Ahhh home to my broadband for 2 days, life is good!

Man I am getting that itch so bad and I only have 1500 miles on my car! I'm drooling!

I just did the Procharger route and I promised I would stay N/A. Here is my previuos Procharged enging bay I just sold. http://home.surewest.net/mailmax/finished.jpg

Anyway enough talking I am gonna get this party started!

I'm looking into buying the following stuff 
1. SLP Powerflow or Loudmouth? (The only difference is the mufflers?)

2. SLP MAF (I showed a .1 gain at the track on my FireHawk with this descreened.)
3. K&N FIPK (Had this on my 02 SS) I'll find the pic if anyone is interested.) I gained about 10rwhp
4. SLP 160 Stat (Who tunes for this right now?)
5. SLP Pulley/Balancer (always a good mod IMHO.)
What is the before and after weight on this?

Here we go again, I have a race addiction.
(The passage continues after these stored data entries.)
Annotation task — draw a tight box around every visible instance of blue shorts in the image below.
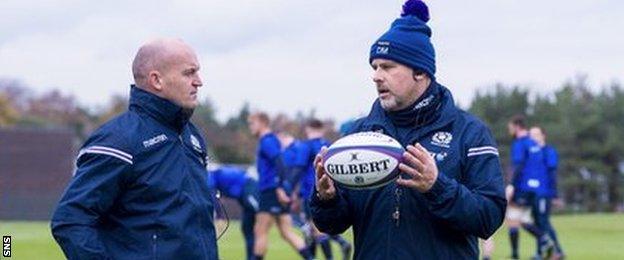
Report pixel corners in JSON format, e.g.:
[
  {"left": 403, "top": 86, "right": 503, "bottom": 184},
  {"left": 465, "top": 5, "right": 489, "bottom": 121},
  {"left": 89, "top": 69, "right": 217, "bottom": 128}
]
[
  {"left": 258, "top": 188, "right": 289, "bottom": 215},
  {"left": 512, "top": 190, "right": 536, "bottom": 207},
  {"left": 238, "top": 180, "right": 259, "bottom": 213}
]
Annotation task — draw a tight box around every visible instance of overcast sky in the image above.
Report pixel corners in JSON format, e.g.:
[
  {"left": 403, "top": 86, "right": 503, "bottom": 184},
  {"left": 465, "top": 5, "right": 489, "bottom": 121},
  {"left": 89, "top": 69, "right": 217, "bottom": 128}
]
[{"left": 1, "top": 0, "right": 622, "bottom": 123}]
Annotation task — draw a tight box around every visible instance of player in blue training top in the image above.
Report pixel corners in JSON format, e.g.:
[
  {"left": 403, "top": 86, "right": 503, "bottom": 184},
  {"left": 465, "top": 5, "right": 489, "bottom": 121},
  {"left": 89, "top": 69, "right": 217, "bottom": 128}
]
[
  {"left": 506, "top": 115, "right": 555, "bottom": 259},
  {"left": 207, "top": 165, "right": 258, "bottom": 260},
  {"left": 310, "top": 1, "right": 506, "bottom": 259},
  {"left": 277, "top": 125, "right": 309, "bottom": 198},
  {"left": 530, "top": 126, "right": 564, "bottom": 259},
  {"left": 247, "top": 112, "right": 311, "bottom": 260},
  {"left": 275, "top": 124, "right": 331, "bottom": 258},
  {"left": 301, "top": 119, "right": 352, "bottom": 260}
]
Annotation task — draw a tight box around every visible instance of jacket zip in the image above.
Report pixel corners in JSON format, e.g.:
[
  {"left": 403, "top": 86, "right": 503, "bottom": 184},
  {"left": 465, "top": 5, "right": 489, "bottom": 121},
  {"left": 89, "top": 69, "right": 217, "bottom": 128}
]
[
  {"left": 152, "top": 233, "right": 158, "bottom": 260},
  {"left": 177, "top": 134, "right": 211, "bottom": 257}
]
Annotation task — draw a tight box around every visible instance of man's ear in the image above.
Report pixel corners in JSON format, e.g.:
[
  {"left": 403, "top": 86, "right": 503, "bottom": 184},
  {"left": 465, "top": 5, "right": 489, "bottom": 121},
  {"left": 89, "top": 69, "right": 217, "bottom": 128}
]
[
  {"left": 148, "top": 71, "right": 163, "bottom": 91},
  {"left": 413, "top": 72, "right": 425, "bottom": 81},
  {"left": 413, "top": 70, "right": 426, "bottom": 81}
]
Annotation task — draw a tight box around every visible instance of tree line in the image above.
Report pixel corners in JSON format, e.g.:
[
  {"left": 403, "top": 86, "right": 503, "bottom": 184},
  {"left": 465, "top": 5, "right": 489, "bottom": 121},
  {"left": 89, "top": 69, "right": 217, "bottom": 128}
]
[{"left": 469, "top": 75, "right": 623, "bottom": 212}]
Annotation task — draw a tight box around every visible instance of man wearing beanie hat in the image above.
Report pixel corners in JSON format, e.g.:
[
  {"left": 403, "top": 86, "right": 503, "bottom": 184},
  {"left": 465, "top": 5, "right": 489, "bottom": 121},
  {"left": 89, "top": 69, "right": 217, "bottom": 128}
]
[{"left": 310, "top": 1, "right": 506, "bottom": 259}]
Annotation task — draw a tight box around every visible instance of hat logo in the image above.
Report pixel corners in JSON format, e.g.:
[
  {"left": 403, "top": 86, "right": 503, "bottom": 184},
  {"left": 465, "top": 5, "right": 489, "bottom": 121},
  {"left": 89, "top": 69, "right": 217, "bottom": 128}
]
[{"left": 375, "top": 41, "right": 390, "bottom": 54}]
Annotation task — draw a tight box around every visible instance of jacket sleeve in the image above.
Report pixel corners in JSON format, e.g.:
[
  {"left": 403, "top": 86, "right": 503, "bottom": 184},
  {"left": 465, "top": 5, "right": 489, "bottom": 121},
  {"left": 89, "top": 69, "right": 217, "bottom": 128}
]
[
  {"left": 545, "top": 146, "right": 559, "bottom": 198},
  {"left": 50, "top": 145, "right": 132, "bottom": 259},
  {"left": 510, "top": 139, "right": 526, "bottom": 185},
  {"left": 291, "top": 143, "right": 312, "bottom": 193},
  {"left": 260, "top": 136, "right": 289, "bottom": 189},
  {"left": 310, "top": 186, "right": 354, "bottom": 235},
  {"left": 423, "top": 123, "right": 506, "bottom": 239},
  {"left": 273, "top": 156, "right": 290, "bottom": 190},
  {"left": 511, "top": 140, "right": 527, "bottom": 168},
  {"left": 289, "top": 166, "right": 306, "bottom": 194}
]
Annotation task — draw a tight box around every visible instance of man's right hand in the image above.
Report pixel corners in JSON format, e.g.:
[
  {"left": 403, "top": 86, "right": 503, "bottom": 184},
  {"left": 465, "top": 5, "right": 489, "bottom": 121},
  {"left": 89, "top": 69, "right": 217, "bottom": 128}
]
[
  {"left": 505, "top": 185, "right": 514, "bottom": 202},
  {"left": 315, "top": 147, "right": 336, "bottom": 201},
  {"left": 290, "top": 194, "right": 301, "bottom": 213},
  {"left": 276, "top": 187, "right": 291, "bottom": 206}
]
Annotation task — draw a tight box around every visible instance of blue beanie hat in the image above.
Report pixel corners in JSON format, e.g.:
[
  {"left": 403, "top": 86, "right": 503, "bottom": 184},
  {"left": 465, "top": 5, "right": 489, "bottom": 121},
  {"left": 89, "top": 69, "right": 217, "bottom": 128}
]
[{"left": 370, "top": 0, "right": 435, "bottom": 78}]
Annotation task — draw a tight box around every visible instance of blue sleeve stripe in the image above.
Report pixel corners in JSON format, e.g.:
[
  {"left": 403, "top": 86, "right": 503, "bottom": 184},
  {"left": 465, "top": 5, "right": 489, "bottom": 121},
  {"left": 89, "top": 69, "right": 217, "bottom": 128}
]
[{"left": 78, "top": 146, "right": 133, "bottom": 164}]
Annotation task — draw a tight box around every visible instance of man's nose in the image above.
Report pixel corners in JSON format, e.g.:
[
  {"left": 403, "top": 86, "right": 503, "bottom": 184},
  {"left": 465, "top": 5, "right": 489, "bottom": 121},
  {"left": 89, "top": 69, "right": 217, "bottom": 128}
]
[
  {"left": 194, "top": 75, "right": 203, "bottom": 88},
  {"left": 372, "top": 69, "right": 383, "bottom": 83}
]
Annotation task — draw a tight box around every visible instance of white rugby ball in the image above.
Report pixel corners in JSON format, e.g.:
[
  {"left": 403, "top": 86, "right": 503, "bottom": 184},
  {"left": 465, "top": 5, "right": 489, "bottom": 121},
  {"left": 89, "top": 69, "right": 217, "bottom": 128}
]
[{"left": 323, "top": 132, "right": 404, "bottom": 189}]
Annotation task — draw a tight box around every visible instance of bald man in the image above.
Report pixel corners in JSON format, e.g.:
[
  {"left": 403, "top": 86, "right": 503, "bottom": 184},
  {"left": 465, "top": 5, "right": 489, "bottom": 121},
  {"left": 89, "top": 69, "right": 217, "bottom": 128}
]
[{"left": 51, "top": 38, "right": 218, "bottom": 259}]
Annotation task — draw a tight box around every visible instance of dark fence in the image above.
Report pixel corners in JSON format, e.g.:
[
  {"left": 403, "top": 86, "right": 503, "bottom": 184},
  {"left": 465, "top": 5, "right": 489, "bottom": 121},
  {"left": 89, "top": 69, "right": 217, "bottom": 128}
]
[{"left": 0, "top": 128, "right": 75, "bottom": 220}]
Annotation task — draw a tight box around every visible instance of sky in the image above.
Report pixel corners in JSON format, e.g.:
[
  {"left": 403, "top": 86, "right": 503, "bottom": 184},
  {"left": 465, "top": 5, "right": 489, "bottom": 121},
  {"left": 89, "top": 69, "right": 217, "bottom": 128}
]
[{"left": 1, "top": 0, "right": 623, "bottom": 123}]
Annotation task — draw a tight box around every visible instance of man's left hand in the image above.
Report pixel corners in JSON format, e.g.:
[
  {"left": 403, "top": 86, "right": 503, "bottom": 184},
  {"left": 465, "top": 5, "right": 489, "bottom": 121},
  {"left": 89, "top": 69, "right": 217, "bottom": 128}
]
[{"left": 396, "top": 143, "right": 438, "bottom": 193}]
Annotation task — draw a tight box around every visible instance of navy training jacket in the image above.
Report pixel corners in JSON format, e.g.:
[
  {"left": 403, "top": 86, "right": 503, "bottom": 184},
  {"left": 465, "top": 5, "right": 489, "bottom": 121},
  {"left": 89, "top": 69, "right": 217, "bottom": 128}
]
[
  {"left": 311, "top": 84, "right": 506, "bottom": 259},
  {"left": 51, "top": 86, "right": 218, "bottom": 259}
]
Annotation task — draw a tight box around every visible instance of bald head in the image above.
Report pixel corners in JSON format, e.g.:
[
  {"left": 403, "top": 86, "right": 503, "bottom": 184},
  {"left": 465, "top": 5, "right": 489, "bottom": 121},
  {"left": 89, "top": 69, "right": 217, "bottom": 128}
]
[
  {"left": 131, "top": 38, "right": 203, "bottom": 109},
  {"left": 132, "top": 38, "right": 192, "bottom": 87}
]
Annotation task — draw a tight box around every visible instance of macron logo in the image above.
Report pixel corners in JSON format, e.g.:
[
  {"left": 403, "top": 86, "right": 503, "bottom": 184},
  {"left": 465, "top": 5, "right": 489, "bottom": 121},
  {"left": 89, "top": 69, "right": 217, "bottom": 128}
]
[
  {"left": 143, "top": 134, "right": 168, "bottom": 148},
  {"left": 414, "top": 95, "right": 434, "bottom": 110}
]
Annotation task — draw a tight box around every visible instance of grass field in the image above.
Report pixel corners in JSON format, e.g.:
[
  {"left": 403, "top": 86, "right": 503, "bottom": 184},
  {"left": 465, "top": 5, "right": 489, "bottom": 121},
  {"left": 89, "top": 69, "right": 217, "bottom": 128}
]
[{"left": 1, "top": 213, "right": 622, "bottom": 259}]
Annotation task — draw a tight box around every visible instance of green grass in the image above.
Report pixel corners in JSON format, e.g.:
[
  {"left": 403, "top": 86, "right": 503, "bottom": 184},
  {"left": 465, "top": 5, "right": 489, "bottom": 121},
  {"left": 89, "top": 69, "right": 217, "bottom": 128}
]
[
  {"left": 0, "top": 221, "right": 64, "bottom": 259},
  {"left": 489, "top": 213, "right": 624, "bottom": 259},
  {"left": 1, "top": 213, "right": 623, "bottom": 259}
]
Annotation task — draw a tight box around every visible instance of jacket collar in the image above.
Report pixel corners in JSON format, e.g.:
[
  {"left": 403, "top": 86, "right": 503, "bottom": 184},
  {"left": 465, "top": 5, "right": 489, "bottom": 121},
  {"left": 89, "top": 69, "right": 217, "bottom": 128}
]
[
  {"left": 361, "top": 82, "right": 457, "bottom": 145},
  {"left": 128, "top": 85, "right": 192, "bottom": 132}
]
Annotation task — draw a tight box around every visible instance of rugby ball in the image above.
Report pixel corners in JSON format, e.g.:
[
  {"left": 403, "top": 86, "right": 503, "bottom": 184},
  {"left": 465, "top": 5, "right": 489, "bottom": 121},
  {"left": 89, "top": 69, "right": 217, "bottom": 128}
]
[{"left": 323, "top": 132, "right": 404, "bottom": 189}]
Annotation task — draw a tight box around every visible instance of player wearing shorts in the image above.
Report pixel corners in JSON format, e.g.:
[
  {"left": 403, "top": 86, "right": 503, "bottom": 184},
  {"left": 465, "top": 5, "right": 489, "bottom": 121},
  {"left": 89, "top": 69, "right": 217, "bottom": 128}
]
[
  {"left": 507, "top": 116, "right": 554, "bottom": 259},
  {"left": 247, "top": 112, "right": 312, "bottom": 260},
  {"left": 276, "top": 126, "right": 334, "bottom": 259},
  {"left": 530, "top": 126, "right": 564, "bottom": 259}
]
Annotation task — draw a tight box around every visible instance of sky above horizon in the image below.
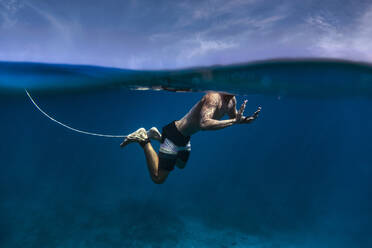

I guess I will start with intake, exhaust cooling and pulleys and then work on tuning and weight reduction. I'm not sold on headers.... yet...

How is your shipping prices? I haven't shopped around yet.


----------



## MaxHax (Oct 16, 2004)

http://home.surewest.net/mailmax/crankoutVsUR6406.jpg

Check this .1 gain pic out on my previuos car, I went from 7 to 3 pounds! HP wasn't real noticable on the dyno but it was at the track on two cars me and my friends.

Oh yeah I am gonna get the BMR STB in black too!


----------



## MaxHax (Oct 16, 2004)

here is a N/A burnout with intake, exhaust and pulleys with TC off.
http://home.surewest.net/mailmax/burnout64014.jpg


----------



## MaxHax (Oct 16, 2004)

Well,

I dropped a grand let's see how it goes. Intake , Exhaust and the BMR STB. The 160 Stat was out of stock and I think I will just descreen my stock MAF. Here I go again. I always tell myself, "Not this time it's staying stock." LOL!

I will have some pics of before and after. I really want that BMR SFC underneath my car. Man I have big plans for this car and the prices are right! I like that polished intake and it would go good with a 150 direct port shot hehe. The order is from MaxHax...


----------